3.  **Verification Process:**
    -   The function will first call `find_ambiguity_candidates` to get the list of potential issues.
    -   It will then instantiate the `AmbiguityDetectingParser` from Phase I.
    -   For each `Candidate`, it will invoke a specialized method on the parser, such as `parser.check_ambiguity_for_rule(&candidate.rule_name, &candidate.witness_string)`.
    -   This method will run the parsing logic on the `witness_string`, starting from the specified rule.
    -   If the parser's modified `parse_alternatives` function reports an ambiguity (i.e., returns multiple valid parse trees for the witness string), an `AmbiguityReport` is generated and added to the final results.

## 4. Expected Outcomes & Success Criteria

-   **Primary Deliverable:** A function that takes a grammar and returns a list of confirmed static ambiguities, including the rule, the input string that demonstrates the ambiguity, and the resulting parse trees.
-   **Success Criteria:** The system will be considered successful if it can correctly identify simple, prefix-based ambiguities in test grammars, such as:
    -   `A: "x" | "x" .`
    -   `A: "a" "b" | "a" "c" .`
-   This functionality will provide grammar authors with immediate, actionable feedback, allowing them to resolve ambiguities before deploying the grammar.

## 5. Limitations & Future Work

-   **Scope:** This method is a heuristic and is not guaranteed to find all possible ambiguities in a context-free grammar, as that is an undecidable problem.
-   **Initial Limitation:** The first version of this experiment will only detect ambiguities arising from common prefixes of **terminal symbols** (strings and characters).
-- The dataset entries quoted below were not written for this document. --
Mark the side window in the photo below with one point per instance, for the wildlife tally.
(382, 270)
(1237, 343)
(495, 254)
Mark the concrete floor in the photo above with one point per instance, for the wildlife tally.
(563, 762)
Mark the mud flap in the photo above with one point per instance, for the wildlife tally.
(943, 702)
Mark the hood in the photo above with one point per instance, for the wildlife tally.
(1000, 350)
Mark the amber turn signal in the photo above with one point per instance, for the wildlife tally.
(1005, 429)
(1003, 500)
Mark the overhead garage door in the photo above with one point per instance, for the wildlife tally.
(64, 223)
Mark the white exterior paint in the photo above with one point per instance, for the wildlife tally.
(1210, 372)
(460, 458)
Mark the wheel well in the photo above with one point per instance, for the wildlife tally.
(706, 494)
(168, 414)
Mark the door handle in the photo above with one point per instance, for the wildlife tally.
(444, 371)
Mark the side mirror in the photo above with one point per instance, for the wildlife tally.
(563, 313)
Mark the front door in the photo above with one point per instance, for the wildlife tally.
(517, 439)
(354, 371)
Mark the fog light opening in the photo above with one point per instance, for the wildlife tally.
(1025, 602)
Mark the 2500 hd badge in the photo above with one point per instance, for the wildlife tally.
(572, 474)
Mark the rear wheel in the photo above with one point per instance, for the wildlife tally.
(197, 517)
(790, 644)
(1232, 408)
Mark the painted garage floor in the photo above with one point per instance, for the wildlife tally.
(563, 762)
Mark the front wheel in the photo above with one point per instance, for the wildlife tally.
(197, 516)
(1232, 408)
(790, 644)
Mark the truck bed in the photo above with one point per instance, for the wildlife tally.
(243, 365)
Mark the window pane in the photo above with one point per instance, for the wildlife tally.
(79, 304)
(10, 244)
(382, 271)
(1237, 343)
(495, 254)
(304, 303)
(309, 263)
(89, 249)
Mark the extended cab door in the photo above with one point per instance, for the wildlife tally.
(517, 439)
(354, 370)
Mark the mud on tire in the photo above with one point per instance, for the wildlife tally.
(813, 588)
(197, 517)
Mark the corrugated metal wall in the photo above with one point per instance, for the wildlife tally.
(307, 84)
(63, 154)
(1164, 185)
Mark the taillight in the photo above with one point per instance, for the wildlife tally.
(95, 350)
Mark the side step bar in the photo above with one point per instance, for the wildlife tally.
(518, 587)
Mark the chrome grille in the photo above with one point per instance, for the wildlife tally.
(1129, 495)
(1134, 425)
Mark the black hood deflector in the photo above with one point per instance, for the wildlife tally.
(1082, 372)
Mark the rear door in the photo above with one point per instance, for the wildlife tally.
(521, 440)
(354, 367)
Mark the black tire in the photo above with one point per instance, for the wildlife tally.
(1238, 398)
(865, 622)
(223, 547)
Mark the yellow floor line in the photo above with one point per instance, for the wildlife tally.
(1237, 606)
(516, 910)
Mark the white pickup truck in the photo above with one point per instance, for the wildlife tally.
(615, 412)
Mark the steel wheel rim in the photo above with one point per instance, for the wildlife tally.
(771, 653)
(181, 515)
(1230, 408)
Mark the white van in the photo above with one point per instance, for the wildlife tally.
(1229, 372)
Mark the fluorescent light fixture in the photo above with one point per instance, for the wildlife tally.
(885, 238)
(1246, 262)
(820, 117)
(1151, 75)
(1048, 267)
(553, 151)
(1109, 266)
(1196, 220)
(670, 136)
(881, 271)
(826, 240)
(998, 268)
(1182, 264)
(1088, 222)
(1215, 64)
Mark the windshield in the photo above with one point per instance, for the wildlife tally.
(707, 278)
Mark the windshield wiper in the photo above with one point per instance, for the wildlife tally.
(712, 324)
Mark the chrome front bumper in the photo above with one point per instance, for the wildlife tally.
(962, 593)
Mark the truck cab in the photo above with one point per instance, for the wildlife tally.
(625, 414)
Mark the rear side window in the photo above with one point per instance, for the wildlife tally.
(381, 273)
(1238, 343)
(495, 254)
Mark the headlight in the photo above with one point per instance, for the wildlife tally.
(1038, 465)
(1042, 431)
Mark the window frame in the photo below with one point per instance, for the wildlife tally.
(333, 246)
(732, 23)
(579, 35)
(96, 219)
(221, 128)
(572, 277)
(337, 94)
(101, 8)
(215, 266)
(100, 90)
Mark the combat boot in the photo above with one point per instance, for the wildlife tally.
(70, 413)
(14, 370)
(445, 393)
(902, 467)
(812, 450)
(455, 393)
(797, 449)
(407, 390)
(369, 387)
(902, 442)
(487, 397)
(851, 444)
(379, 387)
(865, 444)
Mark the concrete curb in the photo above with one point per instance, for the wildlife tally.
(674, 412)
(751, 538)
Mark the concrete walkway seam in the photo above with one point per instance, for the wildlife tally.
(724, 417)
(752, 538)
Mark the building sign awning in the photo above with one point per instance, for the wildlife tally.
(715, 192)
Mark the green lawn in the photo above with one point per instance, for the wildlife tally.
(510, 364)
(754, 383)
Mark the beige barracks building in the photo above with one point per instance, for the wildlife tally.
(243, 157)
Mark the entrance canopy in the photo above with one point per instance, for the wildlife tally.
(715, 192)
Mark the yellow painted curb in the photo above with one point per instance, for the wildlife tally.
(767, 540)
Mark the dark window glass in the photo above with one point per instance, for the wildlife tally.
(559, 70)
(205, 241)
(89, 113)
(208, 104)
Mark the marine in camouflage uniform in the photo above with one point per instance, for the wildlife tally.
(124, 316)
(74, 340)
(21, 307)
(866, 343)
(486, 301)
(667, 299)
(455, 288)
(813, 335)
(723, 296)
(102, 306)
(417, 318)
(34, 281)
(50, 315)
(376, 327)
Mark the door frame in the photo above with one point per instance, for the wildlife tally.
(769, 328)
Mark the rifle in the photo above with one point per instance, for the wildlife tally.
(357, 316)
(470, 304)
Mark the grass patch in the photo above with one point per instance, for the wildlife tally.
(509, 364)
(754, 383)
-   **Future Enhancements:**
    1.  **Non-Terminal Prefixes:** Extend the candidate generation logic to handle cases where alternatives share a common non-terminal prefix (e.g., `A: B "x" | B "y" .`).
    2.  **Integration:** Integrate the ambiguity detection mechanism into the `IxmlParser::new()` constructor to automatically warn users of ambiguous grammars.
    3.  **More Complex Patterns:** Investigate algorithms for detecting other ambiguity patterns beyond common prefixes.